I'm searching for the optimal NCS configuration for a scarily
complicated setup: three nodes which share NSS and a SBD partition via
iSCSI (NIC 1 and VLAN 1). All have access to a dedicated management
network (NIC 2 and VLAN 2) as well as to the production network (NIC 3
and VLAN 3). All works nicely until there is a hickup in one of the
networks which happens more frequently than an actual problem with one
of the OES11 servers. So my search is for a configuration that gives
maximum tolerance for problems with the network infrastructure.
My questions:
- What is best practice value for the NCS Heartbeat Tolerance and Slave
Watchdog timeouts? For the time being I did set this to 16s. Will there
be any problems with values in the range of minutes other than cluster
resources not being available for longer time?

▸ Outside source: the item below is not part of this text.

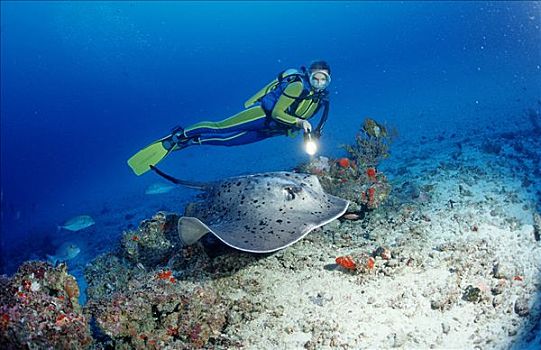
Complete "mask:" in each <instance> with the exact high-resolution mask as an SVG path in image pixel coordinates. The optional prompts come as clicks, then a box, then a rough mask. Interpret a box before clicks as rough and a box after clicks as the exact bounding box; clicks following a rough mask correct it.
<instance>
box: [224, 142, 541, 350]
mask: <svg viewBox="0 0 541 350" xmlns="http://www.w3.org/2000/svg"><path fill="white" fill-rule="evenodd" d="M530 141H531V140H530ZM447 142H449V145H448V147H446V146H445V145H441V144H438V143H433V142H427V143H426V144H420V145H415V146H411V147H409V148H408V147H404V146H402V148H401V149H402V150H403V152H402V153H401V154H399V155H396V154H395V155H393V161H394V165H393V169H394V172H395V173H396V174H395V176H393V178H395V180H393V182H394V183H393V194H392V196H391V197H394V198H390V201H389V203H387V204H386V205H385V206H382V207H381V208H379V209H377V210H375V211H373V212H371V213H370V214H369V215H368V216H367V218H365V219H364V220H358V221H347V220H346V221H335V222H333V223H331V224H329V225H326V226H325V227H323V228H322V229H319V230H317V231H314V232H312V233H311V234H310V235H309V236H308V237H306V238H305V239H303V240H302V241H300V242H298V243H297V244H295V245H293V246H291V247H289V248H287V249H285V250H283V251H280V252H278V253H276V254H274V255H271V256H268V257H266V258H263V259H260V260H258V261H257V262H256V263H254V264H251V265H249V266H246V267H245V268H244V269H241V270H240V271H238V272H237V273H236V274H235V275H234V276H231V277H229V278H228V279H227V281H216V282H217V283H218V286H220V287H219V288H222V292H223V293H224V295H227V296H228V297H230V298H241V297H248V298H250V299H252V300H253V301H254V303H255V304H256V305H257V304H258V305H261V309H260V310H259V311H258V312H256V313H254V314H253V317H251V318H250V317H248V319H247V318H246V317H243V319H242V321H240V320H239V322H238V323H236V324H235V322H234V317H232V320H233V322H232V323H230V324H229V326H228V327H227V329H226V331H227V334H224V335H225V336H226V337H228V338H230V339H231V340H233V341H237V342H238V343H239V344H242V346H243V347H244V348H248V349H296V348H307V349H340V348H343V349H365V348H367V349H373V348H404V349H428V348H437V349H451V348H455V349H507V348H516V349H522V348H531V349H539V348H541V325H540V318H541V242H539V240H538V238H537V239H536V237H535V235H536V233H535V232H534V230H536V229H537V230H539V227H537V228H535V227H534V219H533V217H534V216H535V215H538V214H537V213H536V204H535V200H536V196H538V195H539V189H536V188H535V186H533V185H532V184H531V183H529V182H528V176H529V175H528V174H532V173H535V171H536V170H535V169H536V167H537V169H539V163H538V162H539V159H537V160H535V159H534V160H533V161H532V162H529V161H527V162H526V163H524V162H521V165H520V168H521V170H517V169H518V168H519V167H518V166H517V164H516V163H514V161H515V160H517V159H520V157H519V156H516V154H515V153H516V150H514V149H512V148H511V147H510V146H503V147H502V148H501V149H499V150H498V152H496V153H492V152H491V150H492V149H491V148H490V147H489V146H490V145H488V146H487V144H486V140H485V143H484V144H483V143H482V142H483V141H476V142H474V141H469V140H468V139H466V140H462V141H460V142H456V141H455V140H448V141H447ZM533 142H534V144H529V145H528V144H526V145H525V147H539V145H538V141H535V140H533ZM437 150H438V151H437ZM441 150H447V152H446V151H443V152H442V151H441ZM436 151H437V152H436ZM514 154H515V156H513V155H514ZM401 164H402V165H401ZM412 187H413V190H412ZM412 193H414V194H413V195H412ZM378 247H385V248H387V249H389V250H390V252H391V258H390V259H382V258H381V257H379V256H376V260H375V266H374V267H373V268H372V269H367V268H361V269H359V268H357V269H356V270H353V271H348V270H346V269H344V268H342V267H339V266H338V265H336V264H335V258H336V257H338V256H344V255H350V256H352V258H354V259H357V260H358V261H359V262H361V261H365V260H363V257H367V256H369V255H370V254H374V252H375V251H376V250H377V248H378Z"/></svg>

- Is it possible to specify these values separately for multiple
networks? For example, in a case where the switch of the production
network is faulted, but the one for the management network still works.

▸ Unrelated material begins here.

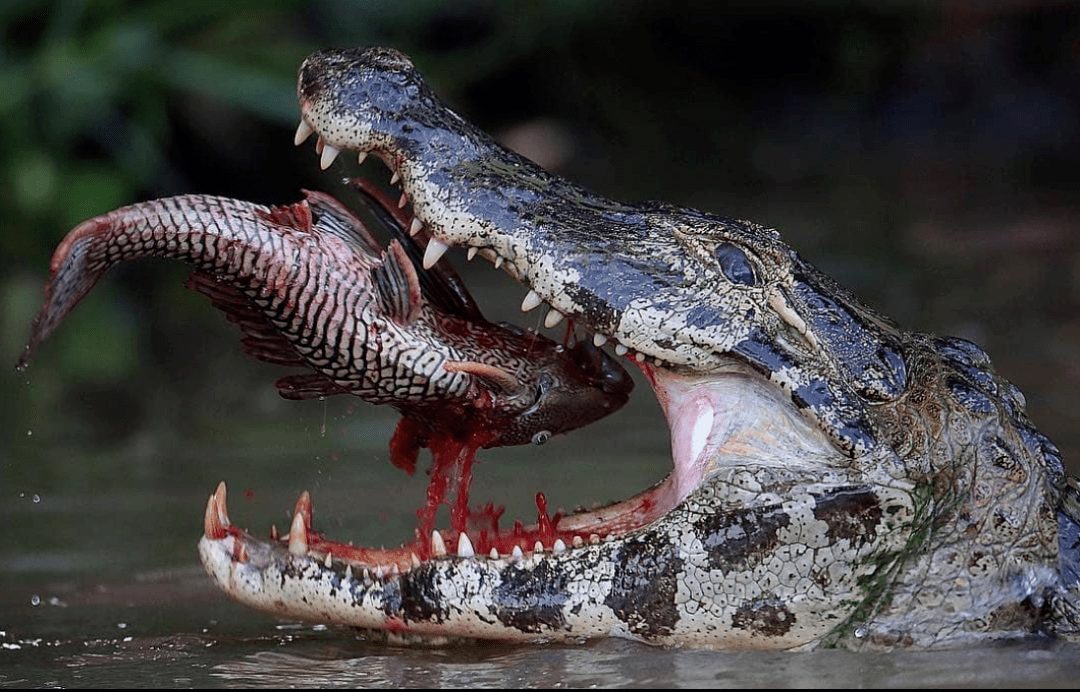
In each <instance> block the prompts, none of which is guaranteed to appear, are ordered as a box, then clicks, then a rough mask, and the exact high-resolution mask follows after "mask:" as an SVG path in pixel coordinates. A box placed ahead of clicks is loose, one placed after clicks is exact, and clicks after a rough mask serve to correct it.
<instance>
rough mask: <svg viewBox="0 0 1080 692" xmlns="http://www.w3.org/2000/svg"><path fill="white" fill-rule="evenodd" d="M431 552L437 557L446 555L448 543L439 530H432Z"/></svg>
mask: <svg viewBox="0 0 1080 692" xmlns="http://www.w3.org/2000/svg"><path fill="white" fill-rule="evenodd" d="M431 554H432V555H434V556H435V557H444V556H445V555H446V543H444V542H443V534H442V533H440V532H438V531H432V532H431Z"/></svg>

In this case the NCS hosts are still able to communicate, and I would
prefer them to do nothing and wait for the faulted network to start up
again. Instead, they will send poison pills after the Heartbeat
Tolerance has timed out.
- Finally I'm searching for a solution in case the iSCSI SAN fails. Last
time this happened for about 20s all nodes were gone which resulted in
an interruption of all services, of course. Is the time NCS hosts will
wait for an unreachable SBD partition one that I might configure?